The commencement speaker was Chris Matthews, a proud 1967 Holy Cross graduate. You may remember him from a show called “Hardball” on MSNBC, and if you ever watched that show, you know that Chris Matthews likes to talk fast and interrupt constantly. Well, the day of Meg’s ceremony, he was breaking all records for speed-yapping. He clearly wanted to get away from that lectern and into a dry place. What I remember most, though, was that he had an ASL interpreter standing alongside him. Chris Matthews was going at it like an auctioneer at a cattle sale. The poor woman was waving her arms like she was fighting a cloud of hornets. I thought she’d fall off the stage, but it all worked out in the end.

I spent four years looking at steam radiators and pipes as I wandered up and down Mount Saint Joseph. Many of the buildings at Holy Cross are deliciously old and I can’t resist an old building. Fortunately, I don’t have to work in any of them. A contractor friend told me he had to make a heating repair in one of those old buildings and his story made my whole body ache vicariously.



How many of them do you suppose considered what was making the heat work? How many of them even thought about how heat gets into the spaces where they sit and learn? It’s just there. It’s supposed to be there. What’s the use in thinking about it?



“They have a lot of steam heat there, and there was a leaking three-inch condensate line in a building built in the 1800s,” he said. “I was in the basement, looking up at this pipe. It was pushed tight against the brick foundation, and from there, it ran horizontally up inside the floor joist bay. The problem was the pipe was touching that brick wall and there was a floor joist on the other side of the pipe. The joist space was only eight-inches wide and it was up against the subfloor.”

“So what did you do?” I asked.

“Well, I thought about using copper, but soldering was out. We were right against the wood in a building from the 1800s. I thought about ProPress or MegaPress, but the jaws wouldn't fit.”

“That’s tough.”

“You ain’t kidding. We had to have their carpenters pull up the floor and subfloor for access. Then we sawed the pipe in the middle and made a couple of cuts. One end backed out of a coupling but the other end wouldn't come out. I had to do some SAWZALL surgery and use a cold chisel on that one.

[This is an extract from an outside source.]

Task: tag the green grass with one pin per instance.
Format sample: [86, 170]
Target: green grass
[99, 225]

We also had to bring the 3-inch threader with us.”

“Quite a job,” I said.

“It sure was, but we weren’t done yet. The next problem was the elbow we had to screw into. That was also pushed up against the brick wall, and the other pipe wouldn't move. No wiggle at all. So we ended up using two unions inline to get this thing together, and it was quite a struggle. The pipe was so close to everything — we couldn't use a pipe wrench because the jaws couldn't get around the pipe.” 

“So what did you do?” 

“We used a chain wrench. That saved us. There was just enough room to get the chain around the pipe. We even had to chisel the brick wall to spin the union nuts.”

“I hope they appreciated all of this.”

“I hope so, too.”

Which makes me wonder. When my friend was down there in the basement doing all that he was able to do, students and faculty were all upstairs, going up and down Mount Saint James to sit in classes, dorm rooms or any of the other delightful nooks and crannies of this beautiful place. How many of them do you suppose considered what was making the heat work? How many of them even thought about how heat gets into the spaces where they sit and learn? It’s just there. It’s supposed to be there. What’s the use in thinking about it?

I recall the time Meg called me from her steam-heated Manhattan apartment to tell me there was a noise coming out of the “little silver thingy that’s on the hot pole.”

“That’s a Hoffman #40 air vent,” I said.

“Huh?” she said.

I love her so I didn’t let that get in the way.

Some things, they just don’t teach in college, no matter how good the college. You have learn those things at the School of Hard Knocks.